(segue) Settimo anniversario dei Fasci, a Villa Glori
(28 marzo 1926)
[Inizio scritto]

      Prima che io dia una parola a questo vostro sentimento, che è anche il mio, vi debbo dire: È necessario, anzitutto, che voi vi maceriate nella disciplina delle opere quotidiane. La grande ora non batte a tutte le ore e a tutti gli orologi. La ruota del destino passa. È sapiente colui che, essendo vigilante, la afferra nel minuto in cui trascorre dinanzi a lui.
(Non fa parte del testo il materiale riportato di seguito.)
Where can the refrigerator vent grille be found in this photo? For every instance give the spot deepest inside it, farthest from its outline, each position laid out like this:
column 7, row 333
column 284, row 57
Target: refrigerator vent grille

      Bisogna che l'Italia, la nostra divina e adorabile Italia fascista, sia vigilante e ferma nelle opere di pace, si adegui alle necessità del lavoro, diventi sistematica, tenace, perseverante. Voglio correggere gli italiani da qualcuno dei loro difetti tradizionali. E li correggerò. Voglio correggerli dal troppo facile ottimismo, dalla negligenza che segue talvolta una troppo rapida ed eccessiva diligenza, da questo lasciarsi ingannare dopo la prima prova, da questo credere che tutto sia compiuto mentre non è ancora incominciato. Se mi riuscirà, e se riuscirà al Fascismo di sagomare così come io voglio il carattere degli italiani, state tranquilli e certi e sicuri che quando la ruota del destino passerà a portata delle nostre mani noi saremo pronti ad afferrarla ed a piegarla alla nostra volontà.
      Camicie Nere!
      Poco fa con una cerimonia breve, ma profondamente suggestiva, il sacerdote di quella religione che è dei nostri padri e nella quale crediamo, ha consacrato settantasette gagliardetti dei vostri gruppi. Ognuno di questi gagliardetti reca il nome di uno dei nostri Caduti. Non c'è dunque soltanto un brano di stoffa, ma c'è la memoria di un sacrificio, c'è un'anima viva. Camerati, all'ombra dei nostri gagliardetti è bello vivere, ma se sarà necessario sarà ancora più bello morire.